Study of arteriosclerosis in the Adult Health Study population (Part 2. Analysis of the cytokine network regulating differentiation of mesenchymal stem cells in artery)

Summary

Reports regarding therapeutic irradiation of the human head and animal experiments, as well as reports involving mortality and incidence of arteriosclerotic diseases among A-bomb survivors, have suggested that high-dose radiation induces arteriosclerosis, but the mechanism of such induction is unclear. It is difficult to explain the entire picture of the complex clinical condition of arteriosclerosis with the conventional hypothesis that arteriosclerosis is an inflammatory disease. Tissue damage is probably of primary importance in relatively high-dose-radiation-induced arteriosclerotic changes. In this study, therefore, we will consider arteriosclerosis based on the “inflammation-response-to-injury” hypothesis.
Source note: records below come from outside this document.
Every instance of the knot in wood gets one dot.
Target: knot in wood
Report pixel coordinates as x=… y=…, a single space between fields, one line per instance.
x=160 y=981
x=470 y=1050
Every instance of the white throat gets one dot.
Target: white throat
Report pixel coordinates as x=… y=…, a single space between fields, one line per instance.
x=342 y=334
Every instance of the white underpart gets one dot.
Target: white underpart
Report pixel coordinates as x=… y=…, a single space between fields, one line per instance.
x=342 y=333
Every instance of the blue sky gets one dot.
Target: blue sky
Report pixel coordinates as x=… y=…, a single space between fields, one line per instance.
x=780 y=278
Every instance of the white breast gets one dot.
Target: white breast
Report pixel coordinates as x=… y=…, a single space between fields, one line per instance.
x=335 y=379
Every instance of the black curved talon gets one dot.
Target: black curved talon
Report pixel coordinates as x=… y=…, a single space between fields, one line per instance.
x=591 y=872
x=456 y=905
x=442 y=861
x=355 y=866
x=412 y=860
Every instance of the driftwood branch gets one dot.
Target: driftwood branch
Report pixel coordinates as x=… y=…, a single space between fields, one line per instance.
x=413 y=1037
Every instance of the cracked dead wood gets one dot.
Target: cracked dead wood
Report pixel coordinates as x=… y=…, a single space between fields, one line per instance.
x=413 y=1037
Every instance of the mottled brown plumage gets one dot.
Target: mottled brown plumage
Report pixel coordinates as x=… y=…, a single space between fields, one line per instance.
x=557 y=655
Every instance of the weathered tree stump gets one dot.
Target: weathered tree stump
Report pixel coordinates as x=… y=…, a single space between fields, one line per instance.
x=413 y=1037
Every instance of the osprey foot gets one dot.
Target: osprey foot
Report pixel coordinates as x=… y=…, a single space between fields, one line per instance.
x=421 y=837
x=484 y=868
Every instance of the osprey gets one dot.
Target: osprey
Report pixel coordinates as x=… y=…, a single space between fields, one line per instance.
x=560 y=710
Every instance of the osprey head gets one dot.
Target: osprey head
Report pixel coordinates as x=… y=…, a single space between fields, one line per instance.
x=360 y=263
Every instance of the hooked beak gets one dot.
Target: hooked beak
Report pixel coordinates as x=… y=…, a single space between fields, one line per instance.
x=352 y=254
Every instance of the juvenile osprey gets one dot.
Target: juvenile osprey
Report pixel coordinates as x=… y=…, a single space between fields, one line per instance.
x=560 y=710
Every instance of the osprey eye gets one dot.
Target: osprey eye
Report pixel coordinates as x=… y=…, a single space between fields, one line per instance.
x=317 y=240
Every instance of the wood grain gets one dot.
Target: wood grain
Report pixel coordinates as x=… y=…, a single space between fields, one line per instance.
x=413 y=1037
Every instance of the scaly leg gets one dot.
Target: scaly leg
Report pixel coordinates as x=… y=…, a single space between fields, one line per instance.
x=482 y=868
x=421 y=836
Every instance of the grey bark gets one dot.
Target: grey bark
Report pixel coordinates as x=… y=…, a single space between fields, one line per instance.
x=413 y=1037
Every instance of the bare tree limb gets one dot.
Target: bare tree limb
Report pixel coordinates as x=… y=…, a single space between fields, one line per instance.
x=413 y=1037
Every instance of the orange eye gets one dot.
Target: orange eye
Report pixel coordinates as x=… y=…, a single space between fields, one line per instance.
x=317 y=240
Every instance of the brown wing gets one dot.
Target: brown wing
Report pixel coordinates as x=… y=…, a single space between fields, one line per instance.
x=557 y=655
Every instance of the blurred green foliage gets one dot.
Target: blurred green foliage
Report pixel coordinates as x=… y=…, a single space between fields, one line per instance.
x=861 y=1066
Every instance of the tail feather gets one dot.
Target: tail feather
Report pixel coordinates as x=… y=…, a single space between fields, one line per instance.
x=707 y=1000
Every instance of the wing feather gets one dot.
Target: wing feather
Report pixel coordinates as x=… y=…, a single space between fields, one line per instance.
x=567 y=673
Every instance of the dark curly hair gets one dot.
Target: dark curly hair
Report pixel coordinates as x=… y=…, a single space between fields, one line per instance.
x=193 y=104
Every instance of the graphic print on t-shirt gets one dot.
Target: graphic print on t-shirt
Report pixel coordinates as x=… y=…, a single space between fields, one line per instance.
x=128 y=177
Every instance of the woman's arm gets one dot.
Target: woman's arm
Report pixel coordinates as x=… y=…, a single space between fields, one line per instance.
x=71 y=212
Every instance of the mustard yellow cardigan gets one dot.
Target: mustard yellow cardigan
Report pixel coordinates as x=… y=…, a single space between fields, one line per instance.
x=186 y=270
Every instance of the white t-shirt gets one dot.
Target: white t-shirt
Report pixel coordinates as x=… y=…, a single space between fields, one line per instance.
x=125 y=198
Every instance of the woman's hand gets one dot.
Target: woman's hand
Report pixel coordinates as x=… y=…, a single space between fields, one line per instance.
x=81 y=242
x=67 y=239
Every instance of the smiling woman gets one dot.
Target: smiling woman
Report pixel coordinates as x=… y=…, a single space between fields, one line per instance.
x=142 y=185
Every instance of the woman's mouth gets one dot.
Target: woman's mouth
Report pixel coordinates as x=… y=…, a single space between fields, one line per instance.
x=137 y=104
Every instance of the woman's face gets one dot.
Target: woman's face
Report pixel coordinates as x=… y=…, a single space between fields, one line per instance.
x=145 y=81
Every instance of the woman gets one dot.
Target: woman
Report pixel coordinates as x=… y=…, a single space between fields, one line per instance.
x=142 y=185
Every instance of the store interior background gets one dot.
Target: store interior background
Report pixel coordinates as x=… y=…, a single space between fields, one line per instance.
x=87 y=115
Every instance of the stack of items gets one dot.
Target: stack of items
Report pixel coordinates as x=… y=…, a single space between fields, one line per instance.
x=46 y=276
We hypothesize that diseases related to “artery-bone metabolism-immunity” are abnormalities in differentiation and proliferation of arterial mesenchymal tissue. Thus, we also will measure several multi-functional cytokines in 2,100 Adult Health Study (AHS) subjects (including those exposed at young ages). That cross-sectional study is designed to test our hypothesis that “abnormalities in the cytokine network initiated by tissue damage at the time of radiation exposure induce abnormalities in mesenchymal tissues.” We will obtain measurements of arteriosclerotic markers (augmentation index [AI]; brachial-ankle pulse wave velocity [baPWV]; ankle-brachial index [ABI]; intima-media thickness [IMT]; calcification of aortic arch and/or abdominal aorta) and cytokines (pentraxin [PTX]-3; osteopontin [OPN]; osteoprotegerin [OPG]; receptor activator of nuclear factor [NF]-κB ligand [RANKL]; vascular endothelial growth factor [VEGF]-A; high mobility group box [HMGB]-1; apolipoprotein [Apo]-J, also called clusterin; interleukin [IL]-17), which will be measured once during the four years (two cycles) starting in 2010 that constitute our study period. We also will measure reactive oxygen species (ROS), which act as proliferation signals for mesenchymal stem cells. We will then examine if the “cytokine network” functions to either moderate or mediate the radiation effect upon atherosclerotic cardiovascular outcomes.